He feels weird under my fingers. Not quite cold. Not really warm, either. I stroke his cheek. Then I snatch my hand away and look up, meeting my brother’s gaze.
“Are you done?” I ask him.
He smiles. My stomach churns.
“Not even close,” he purrs.
I get to my feet. “Fuck you,” I say to him for the second time that night. “I’m done, Ja—Jeremiah.” Sometimes I forget he changed his fucking name. Changed his name and sold his soul, it feels like sometimes. “Done. Take me home.”
But I don’t move.
Jeremiah laces his fingers together in front of him, flicks his jade eyes from the body to me.
We’re blood. But in these moments, I feel like nothing to him.
“I need you to be strong, Sid.” His voice is low. “I need you to be brave. I need you to learn how to look out for your own goddamn self. But if you’re not strong, you won’t be able to do that, will you? Like you couldn’t last year?”
We’re not on a merry-go-round anymore, but I still want to puke when I think of that night. When he found me after fourteen years. At my lowest.
I feel that familiar anger growing in my skin. I’m always angry. But unlike the Hulk, it isn’t something I even want to control. And it isn’t a superpower. Not where my brother is concerned.
I stand to my feet. Beyond my brother, Kristof, meaty and bald, is smirking at me. Nicolas is frowning and he shakes his head. Another warning. I ignore him. I walk around the blood soaking in the carpet and stand toe-to-toe with Jeremiah.
“Let me go,” I say, my fingers flexing wide at my sides to keep them from curling into fists. I glance again at the muscle lining the room that my brother keeps with him at all times—even when he fucks Brooklin. But neither Kristof nor Nicolas reach for their weapons or take a step.
It makes me feel a little better. But it makes me angrier, too. My brother has never taken me seriously. Even less so since he found me in that underground asylum, bloodied and hungover, nearly naked the morning after Halloween a year ago. I had been alone. I wasn’t supposed to have been alone.
Before that night, I’d been free of him for over a decade. Now, he has me trapped again.
“I tried to let you go, Sid. We know how well that turned out.”
Kristof dares to laugh.
Jeremiah turns to him, his eyes narrowed. Kristof sobers up, wiping that smile off of his broad face.
Hell, if he keeps this shit up, the man on the floor won’t be the only one leaving this room in a body bag.
“Then give me a different job,” I snap, tearing my eyes from Kristof. My brother regards me like he regards everything else: Coldly. His head is cocked to the side, his obsidian watch gleaming beneath the sleeves of his grey shirt. “Let me do something besides viewing your leftovers.”
But it’s what he says next that’s the reminder. The reminder that I’m not an employee he’ll kill instead of fire. I’m not someone he will ever let go, in any way. No, I’m his. I belong to him, no matter how much I might hate it.
“My sister won’t be food for the wolves.” Meaning I can’t be an escort again. The only other job under the roof of the Order of Rain that I might be qualified for.
But not quite.
“Housekeeper? Chef? Fucking pool boy? Give me something else. I’m done with this shit, Jeremiah.”

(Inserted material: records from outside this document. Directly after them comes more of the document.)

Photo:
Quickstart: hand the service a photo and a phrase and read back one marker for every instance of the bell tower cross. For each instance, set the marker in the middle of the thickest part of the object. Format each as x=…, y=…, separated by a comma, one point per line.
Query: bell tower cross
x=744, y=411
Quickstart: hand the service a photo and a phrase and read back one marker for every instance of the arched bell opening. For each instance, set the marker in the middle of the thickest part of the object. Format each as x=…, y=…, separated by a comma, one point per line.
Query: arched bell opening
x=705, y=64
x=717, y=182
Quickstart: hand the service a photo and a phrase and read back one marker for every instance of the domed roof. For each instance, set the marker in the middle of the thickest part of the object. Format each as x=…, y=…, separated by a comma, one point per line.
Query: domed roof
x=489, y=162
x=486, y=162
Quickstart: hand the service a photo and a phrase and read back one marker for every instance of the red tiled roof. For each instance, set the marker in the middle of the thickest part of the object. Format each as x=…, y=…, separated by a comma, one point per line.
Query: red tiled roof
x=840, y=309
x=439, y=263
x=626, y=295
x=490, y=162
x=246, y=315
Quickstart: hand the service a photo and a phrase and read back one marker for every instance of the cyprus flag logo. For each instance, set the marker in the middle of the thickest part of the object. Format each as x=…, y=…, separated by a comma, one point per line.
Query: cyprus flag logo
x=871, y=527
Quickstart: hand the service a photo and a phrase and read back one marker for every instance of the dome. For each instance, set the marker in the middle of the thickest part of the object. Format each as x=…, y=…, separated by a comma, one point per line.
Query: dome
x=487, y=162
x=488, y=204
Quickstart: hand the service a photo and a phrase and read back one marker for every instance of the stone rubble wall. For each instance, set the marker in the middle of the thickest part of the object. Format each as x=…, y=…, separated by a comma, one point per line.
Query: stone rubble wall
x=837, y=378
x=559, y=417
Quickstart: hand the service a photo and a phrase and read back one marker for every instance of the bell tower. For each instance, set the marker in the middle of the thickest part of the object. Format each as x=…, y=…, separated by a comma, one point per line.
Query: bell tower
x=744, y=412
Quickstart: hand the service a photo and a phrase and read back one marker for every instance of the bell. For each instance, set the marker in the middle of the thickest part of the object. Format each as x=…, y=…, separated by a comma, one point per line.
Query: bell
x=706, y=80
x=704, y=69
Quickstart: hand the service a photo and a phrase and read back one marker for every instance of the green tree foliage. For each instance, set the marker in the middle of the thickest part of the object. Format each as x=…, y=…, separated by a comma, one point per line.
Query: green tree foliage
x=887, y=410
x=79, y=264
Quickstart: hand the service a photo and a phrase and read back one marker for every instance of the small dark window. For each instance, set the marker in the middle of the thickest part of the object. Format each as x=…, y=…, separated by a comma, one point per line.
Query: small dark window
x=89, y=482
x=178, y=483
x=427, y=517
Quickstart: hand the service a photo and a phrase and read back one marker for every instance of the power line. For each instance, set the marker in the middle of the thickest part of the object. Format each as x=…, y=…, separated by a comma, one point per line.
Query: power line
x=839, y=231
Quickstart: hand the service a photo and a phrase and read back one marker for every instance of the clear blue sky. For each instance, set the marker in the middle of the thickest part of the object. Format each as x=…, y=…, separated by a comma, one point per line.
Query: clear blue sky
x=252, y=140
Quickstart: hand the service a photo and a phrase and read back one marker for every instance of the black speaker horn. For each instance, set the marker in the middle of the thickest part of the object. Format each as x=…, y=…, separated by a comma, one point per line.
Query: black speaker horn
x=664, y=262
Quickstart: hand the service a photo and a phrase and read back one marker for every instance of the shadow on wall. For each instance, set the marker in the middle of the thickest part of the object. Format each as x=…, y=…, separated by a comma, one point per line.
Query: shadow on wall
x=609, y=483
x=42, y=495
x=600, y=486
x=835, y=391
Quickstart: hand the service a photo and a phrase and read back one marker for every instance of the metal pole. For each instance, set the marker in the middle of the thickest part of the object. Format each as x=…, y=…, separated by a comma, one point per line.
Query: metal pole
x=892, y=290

“I’m going to let you reconsider what you’re asking me right now,” he purrs, looking down at his hands. He runs one through his hair. We’re inches apart, and I want to reach out and strangle him.
“I’m not going to reconsider. What am I doing here? Why…” I choke on the words. I look down at the bit of carpet between us that isn’t bloody. I swallow, the scent of blood hitting me like raw meat kept in an airtight container. “Why do you do this to me, Jamie?” My eyes meet his. I let the name he was born to hang between us. Maybe he’ll remember that he wasn’t always this nightmare. Whatever the Unsaints did to him, I think it might be worse than what they did to me.
No one breathes in the room. But it’s too late to take the words back now. The plea. Even as I regret it already, even as it feels as bitter as the blood in this room on my tongue.
Fuck him. Fuck the Order of Rain. Fuck. This. Shit.
“You want a different job?” He steps closer.
Involuntarily, I step back. Jeremiah isn’t just older than me. He’s taller than me. Richer than me. Stronger than me. Loved more than me. Or maybe it’s hated more than me...it’s hard to tell the difference between the two these days. He nods to one of the men.